Last week the Australian Taxation Office (ATO) updated its ‘advice under development’ pages to include back-to-back capital gains tax (CGT) roll-overs and what is a ‘restructuring’ for purposes of the demerger provisions.
The ATO said that it will provide guidance (expected by May 2019) on sequential planned transactions where a CGT roll-over is claimed for each transaction and the first roll-over contains a ‘nothing else’ condition.
Sequential or back-to-back CGT roll-overs are common in rearranging groups. Several CGT roll-overs include a condition that the selling entity receive, for example, shares and ‘nothing else’. The ATO has been concerned that when there is a back-to-back roll-over and the first roll-over includes a ‘nothing else’ condition the selling entity receives both (say) a share and a right to receive consideration under the second roll-over.
CGT roll-overs with a ‘nothing else’ condition include:
Subdivision 124E – exchange of shares
Subdivision 124F – exchange of rights or options
Subdivision 124I – change of incorporation
Subdivision 124Q – exchange of stapled ownership interests for ownership interests in a unit trust
Division 125 – demerger relief
Division 615 – rollovers applying to assets generally
There are other CGT roll-overs where the taxpayer must only include a specific form of consideration. For example, under Subdivision 122-A where an individual or trustee transfers an asset to a wholly-owned company, CGT roll-over relief is only available if the seller receives shares in the buyer. While drafted differently to the ‘nothing else’ requirement the concepts are similar.
The ATO also said that it intends providing guidance (by December 2018) on the scope of a ‘restructuring’ in the demerger provisions. What is a ‘restructuring’ is a key concept in the context of demergers as that determines what is in the demerger group (and thus what can be demerged) and links with the ‘nothing else’ requirement. For example, if there is a demerger followed by a scrip-for-scrip roll-over does the restructuring only include the first transaction or both transactions? If the latter, the ‘nothing else’ requirement may not be met.

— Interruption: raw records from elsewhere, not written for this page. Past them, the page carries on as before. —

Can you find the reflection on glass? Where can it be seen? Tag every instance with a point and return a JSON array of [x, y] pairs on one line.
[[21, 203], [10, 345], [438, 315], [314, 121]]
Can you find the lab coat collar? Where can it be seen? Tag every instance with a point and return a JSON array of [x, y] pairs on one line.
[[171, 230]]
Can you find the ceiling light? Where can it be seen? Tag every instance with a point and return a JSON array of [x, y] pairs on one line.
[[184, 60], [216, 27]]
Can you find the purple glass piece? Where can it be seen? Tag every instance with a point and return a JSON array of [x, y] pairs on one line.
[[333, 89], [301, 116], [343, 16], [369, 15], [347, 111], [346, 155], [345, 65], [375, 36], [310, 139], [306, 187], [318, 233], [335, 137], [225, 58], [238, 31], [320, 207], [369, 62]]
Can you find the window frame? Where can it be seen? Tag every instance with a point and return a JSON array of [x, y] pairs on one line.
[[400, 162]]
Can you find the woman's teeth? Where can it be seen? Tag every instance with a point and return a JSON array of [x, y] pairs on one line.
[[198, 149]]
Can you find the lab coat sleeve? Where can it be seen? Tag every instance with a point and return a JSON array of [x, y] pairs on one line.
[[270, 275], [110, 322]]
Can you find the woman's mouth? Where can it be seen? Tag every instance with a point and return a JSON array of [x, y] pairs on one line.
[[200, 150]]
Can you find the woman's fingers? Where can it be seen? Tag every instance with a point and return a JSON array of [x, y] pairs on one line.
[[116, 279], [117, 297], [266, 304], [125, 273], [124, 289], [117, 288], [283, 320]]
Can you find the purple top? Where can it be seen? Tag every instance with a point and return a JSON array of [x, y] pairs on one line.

We await the ATO guidance with interest as recent Class Rulings, for example CR 2018/7 and CR 2018/31, signalled that the ATO may be changing its approach to what is the scope of a restructuring and applying a more literal interpretation of the ‘nothing else’ requirement.
Clients wishing to undertake back-to-back transactions to rearrange their affairs and/or undertake a demerger should seek professional taxation advice, and possibly seek early engagement with the ATO as part of that advice, prior to undertaking those transactions.